Part 2: “The Protagonists” is by far the longest section of the book, occupying nearly half its length as it provides background on the five central figures: Peter Cushing, Christopher Lee, Telly Savalas, Bernard Gordon (the producer) and Eugenio Martín. The colourfully titled third part, “The Autopsy”, goes through the film in sequence, providing time codes as reference cues to discuss aspects of the film in more detail before “The Afterlife” briefly covers the film’s reception, sums up the protagonists’ lives after the film, and collects the author’s final thoughts. Although some of the details Connolly provides about the making of the film differ from other accounts I’ve encountered, the months of work he’s put into this project are more than evident in the final text. I’m grateful to Connolly for pointing out the debt the story might well owe to Invasion of the Body Snatchers (1956), a film adaptation frequently interpreted as a critique of the McCarthyist witch hunts of the 1940s/50s – which would have been of particular interest to producer Gordon, a former screenwriter who was blacklisted by the HUAC and spent much of his writing career working under a pseudonym.

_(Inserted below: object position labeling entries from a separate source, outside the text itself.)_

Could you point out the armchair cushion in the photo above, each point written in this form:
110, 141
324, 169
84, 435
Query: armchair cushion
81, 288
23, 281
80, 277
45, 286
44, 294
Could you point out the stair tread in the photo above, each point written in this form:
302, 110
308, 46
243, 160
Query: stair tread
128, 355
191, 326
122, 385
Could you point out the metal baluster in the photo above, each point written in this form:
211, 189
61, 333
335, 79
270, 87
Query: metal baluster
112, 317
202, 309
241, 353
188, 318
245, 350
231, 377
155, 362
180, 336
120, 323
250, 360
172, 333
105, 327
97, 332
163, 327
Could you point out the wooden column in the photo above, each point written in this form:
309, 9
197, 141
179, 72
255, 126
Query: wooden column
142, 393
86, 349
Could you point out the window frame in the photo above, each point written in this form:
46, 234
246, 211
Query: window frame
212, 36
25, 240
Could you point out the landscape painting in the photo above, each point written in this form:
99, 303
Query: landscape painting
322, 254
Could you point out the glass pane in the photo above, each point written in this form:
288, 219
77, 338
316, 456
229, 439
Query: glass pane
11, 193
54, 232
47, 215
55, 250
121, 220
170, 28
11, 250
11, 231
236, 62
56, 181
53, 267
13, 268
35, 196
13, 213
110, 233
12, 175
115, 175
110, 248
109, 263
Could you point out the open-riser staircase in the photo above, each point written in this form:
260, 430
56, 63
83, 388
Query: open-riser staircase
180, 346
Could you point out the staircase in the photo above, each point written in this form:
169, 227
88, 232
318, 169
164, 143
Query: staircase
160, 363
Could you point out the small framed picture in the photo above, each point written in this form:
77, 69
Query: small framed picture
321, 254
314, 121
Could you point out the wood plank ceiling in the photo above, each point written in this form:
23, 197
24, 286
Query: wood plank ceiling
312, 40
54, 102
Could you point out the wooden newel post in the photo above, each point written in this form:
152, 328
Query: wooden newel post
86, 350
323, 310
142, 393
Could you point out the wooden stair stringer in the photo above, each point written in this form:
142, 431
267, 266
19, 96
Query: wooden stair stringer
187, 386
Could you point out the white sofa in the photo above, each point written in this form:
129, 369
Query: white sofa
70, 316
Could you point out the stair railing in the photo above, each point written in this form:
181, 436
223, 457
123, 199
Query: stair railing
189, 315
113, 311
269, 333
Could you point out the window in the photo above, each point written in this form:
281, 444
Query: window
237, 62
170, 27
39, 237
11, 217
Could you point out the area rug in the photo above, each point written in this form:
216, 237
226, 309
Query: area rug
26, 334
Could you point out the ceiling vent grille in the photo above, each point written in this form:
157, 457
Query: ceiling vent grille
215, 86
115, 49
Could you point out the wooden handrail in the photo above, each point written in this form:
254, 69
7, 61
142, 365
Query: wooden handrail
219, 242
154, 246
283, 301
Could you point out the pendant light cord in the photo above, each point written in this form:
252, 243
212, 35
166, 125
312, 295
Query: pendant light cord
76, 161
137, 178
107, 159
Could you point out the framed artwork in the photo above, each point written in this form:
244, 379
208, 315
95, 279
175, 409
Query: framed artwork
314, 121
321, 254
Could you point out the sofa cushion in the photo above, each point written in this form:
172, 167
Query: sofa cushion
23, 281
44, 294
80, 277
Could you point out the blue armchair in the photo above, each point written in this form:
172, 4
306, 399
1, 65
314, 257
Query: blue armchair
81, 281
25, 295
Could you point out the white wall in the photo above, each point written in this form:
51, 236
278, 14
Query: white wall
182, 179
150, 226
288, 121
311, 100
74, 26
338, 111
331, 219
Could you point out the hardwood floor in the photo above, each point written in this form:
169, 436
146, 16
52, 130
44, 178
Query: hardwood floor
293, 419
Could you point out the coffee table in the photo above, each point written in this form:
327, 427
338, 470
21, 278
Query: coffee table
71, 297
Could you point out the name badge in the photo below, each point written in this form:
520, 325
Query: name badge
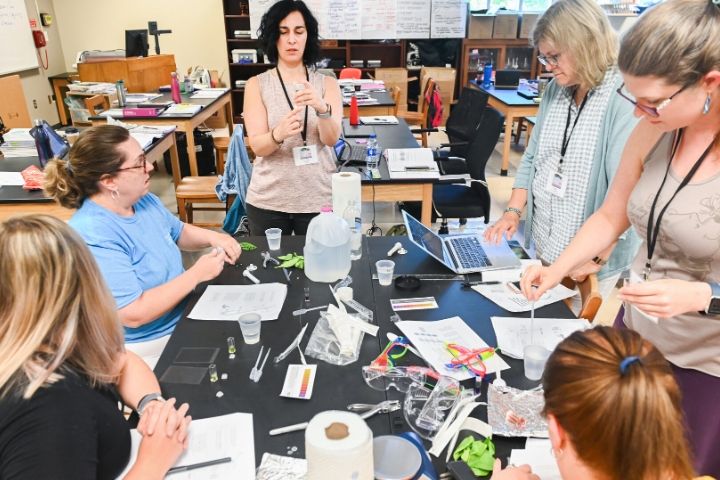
305, 155
557, 183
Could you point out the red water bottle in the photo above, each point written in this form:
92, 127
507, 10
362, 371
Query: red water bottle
354, 113
175, 88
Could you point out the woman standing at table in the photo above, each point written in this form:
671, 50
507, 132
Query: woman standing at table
668, 188
292, 114
613, 411
133, 237
63, 367
576, 146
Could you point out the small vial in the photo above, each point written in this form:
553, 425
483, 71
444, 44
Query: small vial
213, 372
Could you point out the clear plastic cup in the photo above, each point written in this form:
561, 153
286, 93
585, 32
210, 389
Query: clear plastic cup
250, 327
273, 235
535, 357
385, 270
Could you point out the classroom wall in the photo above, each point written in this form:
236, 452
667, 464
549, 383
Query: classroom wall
197, 38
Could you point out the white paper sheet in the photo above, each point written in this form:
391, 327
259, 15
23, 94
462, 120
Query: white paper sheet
212, 438
513, 333
430, 339
509, 297
11, 178
228, 302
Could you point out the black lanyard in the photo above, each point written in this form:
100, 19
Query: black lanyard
566, 137
653, 229
304, 132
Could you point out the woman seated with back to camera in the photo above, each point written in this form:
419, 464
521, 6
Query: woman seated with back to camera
575, 149
134, 238
613, 411
63, 367
292, 114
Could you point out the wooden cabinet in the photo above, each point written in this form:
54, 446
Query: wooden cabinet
141, 74
512, 54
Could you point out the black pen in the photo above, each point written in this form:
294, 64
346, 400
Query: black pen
210, 463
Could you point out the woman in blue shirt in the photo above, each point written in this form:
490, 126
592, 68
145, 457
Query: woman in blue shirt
134, 238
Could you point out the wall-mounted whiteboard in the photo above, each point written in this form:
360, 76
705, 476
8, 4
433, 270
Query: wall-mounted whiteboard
17, 49
379, 19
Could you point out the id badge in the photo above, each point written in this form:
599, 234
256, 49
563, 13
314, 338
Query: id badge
557, 183
305, 155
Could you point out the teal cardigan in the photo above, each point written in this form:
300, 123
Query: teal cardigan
617, 125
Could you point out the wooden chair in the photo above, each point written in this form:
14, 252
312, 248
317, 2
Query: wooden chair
96, 101
589, 294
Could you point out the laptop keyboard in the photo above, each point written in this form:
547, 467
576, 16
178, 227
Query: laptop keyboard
470, 253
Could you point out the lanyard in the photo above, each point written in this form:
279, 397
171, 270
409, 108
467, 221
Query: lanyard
304, 132
653, 228
566, 137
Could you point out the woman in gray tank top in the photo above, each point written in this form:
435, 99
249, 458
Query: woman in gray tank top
668, 188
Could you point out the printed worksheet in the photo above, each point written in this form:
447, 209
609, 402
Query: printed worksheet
431, 338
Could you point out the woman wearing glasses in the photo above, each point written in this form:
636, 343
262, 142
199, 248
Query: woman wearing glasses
668, 188
575, 148
134, 238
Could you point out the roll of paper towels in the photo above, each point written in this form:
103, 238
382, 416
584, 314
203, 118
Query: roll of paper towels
346, 187
338, 446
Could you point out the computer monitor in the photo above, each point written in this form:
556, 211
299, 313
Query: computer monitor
136, 43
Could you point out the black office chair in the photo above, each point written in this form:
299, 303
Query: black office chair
471, 201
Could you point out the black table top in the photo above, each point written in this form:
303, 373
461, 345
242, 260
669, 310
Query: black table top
335, 386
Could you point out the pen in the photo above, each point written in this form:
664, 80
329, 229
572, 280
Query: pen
193, 466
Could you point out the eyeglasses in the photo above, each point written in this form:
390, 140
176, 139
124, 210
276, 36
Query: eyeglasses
652, 111
549, 60
142, 164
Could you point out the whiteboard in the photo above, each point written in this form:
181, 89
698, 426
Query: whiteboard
17, 49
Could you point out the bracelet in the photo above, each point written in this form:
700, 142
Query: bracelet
516, 211
272, 135
145, 401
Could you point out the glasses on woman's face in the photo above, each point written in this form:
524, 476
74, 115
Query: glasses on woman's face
141, 163
653, 111
549, 60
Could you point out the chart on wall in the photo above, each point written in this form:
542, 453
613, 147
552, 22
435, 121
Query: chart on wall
379, 19
17, 50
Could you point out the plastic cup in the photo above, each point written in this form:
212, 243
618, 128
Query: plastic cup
273, 235
535, 358
250, 327
385, 270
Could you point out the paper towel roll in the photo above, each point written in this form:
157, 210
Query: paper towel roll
346, 187
339, 446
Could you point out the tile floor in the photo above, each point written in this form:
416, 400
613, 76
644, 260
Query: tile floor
387, 214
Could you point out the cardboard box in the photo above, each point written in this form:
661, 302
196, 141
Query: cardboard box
527, 22
505, 25
480, 27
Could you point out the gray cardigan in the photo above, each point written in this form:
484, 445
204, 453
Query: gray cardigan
617, 125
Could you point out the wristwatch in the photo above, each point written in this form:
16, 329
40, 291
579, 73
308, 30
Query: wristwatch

I also owe a debt to the wonderful hosts of Hammer House of Podcast for pointing out Roger Delgado’s involvement and for reminding me of the existence of this book, which has been sitting in a pile on my bedroom floor waiting for me to revisit the movie. They have been working their way sequentially through the horror output of Hammer Films for almost three years now, providing commentary both thoughtful and hilarious. They also cover non-Hammer movies for Patreon supporters – their most recent episode covered Horror Express and was the impetus for me to finally watch the Arrow Video release – so if you liked this post, why not give them some money and see what they have to say? They’re lovely.

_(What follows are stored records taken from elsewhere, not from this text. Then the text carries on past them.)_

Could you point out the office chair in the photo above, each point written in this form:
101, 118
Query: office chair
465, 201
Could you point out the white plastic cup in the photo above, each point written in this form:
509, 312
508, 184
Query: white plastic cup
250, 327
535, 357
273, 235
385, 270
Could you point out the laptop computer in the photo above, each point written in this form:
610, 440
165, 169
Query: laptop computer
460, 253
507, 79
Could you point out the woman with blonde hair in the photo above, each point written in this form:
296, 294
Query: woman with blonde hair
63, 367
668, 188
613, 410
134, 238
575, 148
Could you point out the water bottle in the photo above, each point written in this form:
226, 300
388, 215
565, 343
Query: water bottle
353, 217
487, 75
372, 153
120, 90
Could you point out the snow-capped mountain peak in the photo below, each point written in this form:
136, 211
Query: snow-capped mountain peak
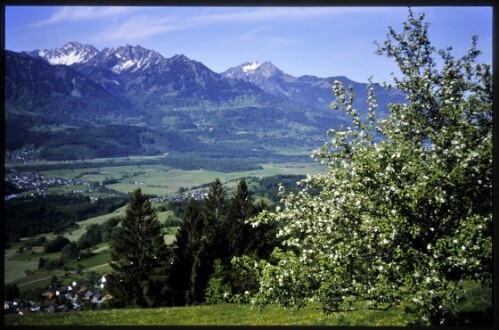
69, 54
132, 58
251, 66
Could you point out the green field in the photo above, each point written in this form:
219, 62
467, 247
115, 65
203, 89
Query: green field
162, 180
223, 314
475, 310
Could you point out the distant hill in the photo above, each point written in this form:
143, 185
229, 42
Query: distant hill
82, 102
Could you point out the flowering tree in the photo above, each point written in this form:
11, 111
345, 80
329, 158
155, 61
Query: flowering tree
404, 212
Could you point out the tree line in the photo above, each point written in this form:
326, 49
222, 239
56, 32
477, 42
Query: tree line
197, 268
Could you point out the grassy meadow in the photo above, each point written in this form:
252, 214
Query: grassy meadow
22, 267
221, 314
475, 310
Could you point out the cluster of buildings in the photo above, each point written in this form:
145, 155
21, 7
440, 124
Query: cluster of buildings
24, 155
66, 298
39, 184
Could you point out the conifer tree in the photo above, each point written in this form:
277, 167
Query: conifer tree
186, 248
139, 256
240, 209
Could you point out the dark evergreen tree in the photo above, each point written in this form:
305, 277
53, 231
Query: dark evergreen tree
240, 209
186, 247
140, 257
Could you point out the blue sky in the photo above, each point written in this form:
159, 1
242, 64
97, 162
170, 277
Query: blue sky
320, 41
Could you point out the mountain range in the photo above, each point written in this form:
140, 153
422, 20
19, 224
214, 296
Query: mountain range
77, 102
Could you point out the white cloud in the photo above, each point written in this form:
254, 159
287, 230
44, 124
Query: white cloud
145, 26
140, 27
77, 13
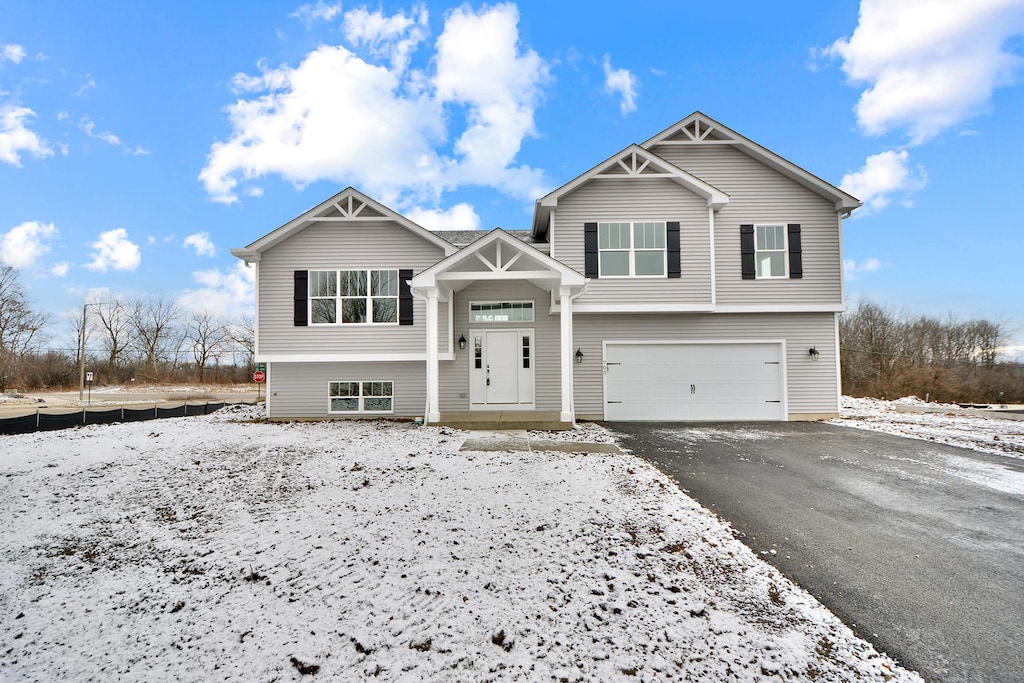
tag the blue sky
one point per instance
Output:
(140, 141)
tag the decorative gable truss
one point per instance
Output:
(632, 163)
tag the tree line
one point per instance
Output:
(889, 354)
(885, 353)
(147, 338)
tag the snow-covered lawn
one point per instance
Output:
(992, 435)
(217, 548)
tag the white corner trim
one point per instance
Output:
(782, 308)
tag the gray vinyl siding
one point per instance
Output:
(651, 199)
(811, 384)
(758, 195)
(300, 389)
(370, 245)
(454, 375)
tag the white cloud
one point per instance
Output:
(392, 37)
(929, 65)
(16, 138)
(114, 250)
(623, 83)
(88, 85)
(882, 176)
(107, 136)
(480, 67)
(22, 245)
(201, 243)
(852, 269)
(12, 52)
(310, 13)
(294, 131)
(393, 138)
(460, 217)
(229, 293)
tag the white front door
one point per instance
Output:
(502, 369)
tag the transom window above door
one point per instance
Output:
(348, 297)
(633, 249)
(504, 311)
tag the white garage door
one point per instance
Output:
(699, 382)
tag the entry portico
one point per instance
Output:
(500, 258)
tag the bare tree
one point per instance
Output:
(154, 319)
(207, 336)
(115, 325)
(20, 328)
(244, 335)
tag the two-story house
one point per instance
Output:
(696, 275)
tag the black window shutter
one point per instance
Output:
(301, 295)
(404, 298)
(672, 243)
(796, 254)
(747, 252)
(590, 249)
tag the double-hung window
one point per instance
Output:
(360, 397)
(769, 253)
(632, 249)
(353, 297)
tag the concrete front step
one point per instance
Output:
(500, 420)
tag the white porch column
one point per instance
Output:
(565, 301)
(433, 408)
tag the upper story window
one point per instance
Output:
(770, 250)
(353, 297)
(632, 249)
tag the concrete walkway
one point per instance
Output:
(521, 440)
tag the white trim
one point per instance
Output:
(839, 371)
(359, 397)
(784, 249)
(521, 333)
(639, 308)
(349, 357)
(470, 304)
(266, 387)
(842, 200)
(632, 250)
(783, 366)
(782, 308)
(714, 266)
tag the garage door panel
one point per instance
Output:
(700, 382)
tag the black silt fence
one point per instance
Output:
(47, 421)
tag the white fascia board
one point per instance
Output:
(349, 357)
(638, 308)
(301, 221)
(845, 202)
(246, 255)
(783, 308)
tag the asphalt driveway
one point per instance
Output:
(918, 547)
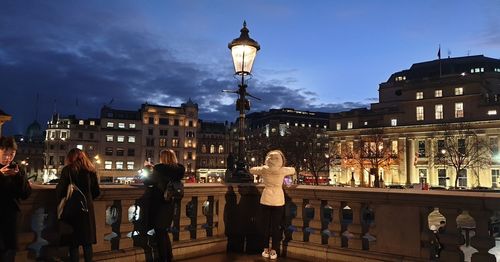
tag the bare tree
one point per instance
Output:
(462, 148)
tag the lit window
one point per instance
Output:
(108, 164)
(459, 110)
(420, 95)
(420, 113)
(439, 111)
(394, 122)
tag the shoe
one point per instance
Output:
(272, 254)
(265, 253)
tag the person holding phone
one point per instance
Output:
(14, 186)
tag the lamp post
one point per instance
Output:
(243, 50)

Connolly wrote his book with reference to Severin’s 2011 blu ray, which presented the film in a better state than it had been seen for some time. Just four months after the book’s release, Arrow Video released their own blu ray with an exclusive new restoration and some additional features. (An image comparison is available via Cinapse.) Ported over from the original release are an introduction by Fangoria editor Chris Alexander plus interviews with director Eugenio Martín, producer Bernard Gordon (talking about his experiences during the McCarthy era) and composer John Cacavas (focusing largely on his connection with Telly Savalas but with some discussion of the score). Although a vintage interview with Peter Cushing has been dropped, the new audio commentary by Stephen Jones & Kim Newman is more than adequate compensation. Steve Haberman’s newly filmed appreciation of Horror Express doesn’t add much of significance, but Ted Newsome’s recollections of the film and of his friend Bernard Gordon provide new insights, some of which (as is so often the case when dealing with anecdotes years down the track) contradict Gordon’s own recollections as quoted in Connolly’s book. If you’re able to get your hands on a first printing of the Arrow release, you’ll also be able to read a thoughtful essay on the film by Adam Scovell (Celluloid Wicker Man) and a reprint of Fangoria‘s 1999 interview with Eugenio Martín.